Independent Observation: The method involves several hyperparameters (\(r_t\), \(p\%\), \(\tau\), \(\alpha\), \(\beta\), \(K\)). While the paper claims they are "fixed," their stability and sensitivity across more diverse models are not fully explored in the main text (see appendix). The Goal suite remains a bottleneck even after intervention.
Future Directions: Using step-wise sensitivity signals for "data-efficient targeted training," extending to real hardware and more language families, and studying the correspondence between hotspot steps and task semantic phases (e.g., "identifying target object").

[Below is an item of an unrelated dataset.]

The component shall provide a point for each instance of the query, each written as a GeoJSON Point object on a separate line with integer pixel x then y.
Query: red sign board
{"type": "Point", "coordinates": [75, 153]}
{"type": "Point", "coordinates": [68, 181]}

vs CLAIM / Average shift (Global alignment): These estimate a mean shift and apply it throughout; Ours shows this dilutes critical steps and pollutes irrelevant ones in VLA loops. Ours' gated alignment outperforms them consistently, notably by ~25 points on \(\pi_{0.5}\).
vs EN-CoT and Prompting: Strategies successful in LLM/VLMs provide almost no gain for VLA, highlighting VLA’s emphasis on low-level control over linguistic reasoning.
vs Mainstream VLA (RT-2, OpenVLA, \(\pi_0\)): While they focus on scaling models/data/cross-task generalization with English instructions, Ours fills the neglected dimension of "language modality robustness" and identifies it as a step-wise control issue.

Rating¶

Novelty: ⭐⭐⭐⭐⭐ First systematic VLA multilingual evaluation + new "step-wise sensitivity" perspective, reframing alignment as a temporal problem.
Experimental Thoroughness: ⭐⭐⭐⭐ Solid analysis of 10 languages, 2 models, and 4 suites with representation/gradient analysis, though limited to LIBERO simulation.
Writing Quality: ⭐⭐⭐⭐ Clear motivation; step-by-step derivation of why global alignment fails; good alignment between figures and text.
Value: ⭐⭐⭐⭐⭐ Vital for multilingual embodied AI deployment, revealing severe language fragility and providing a practical training-free solution.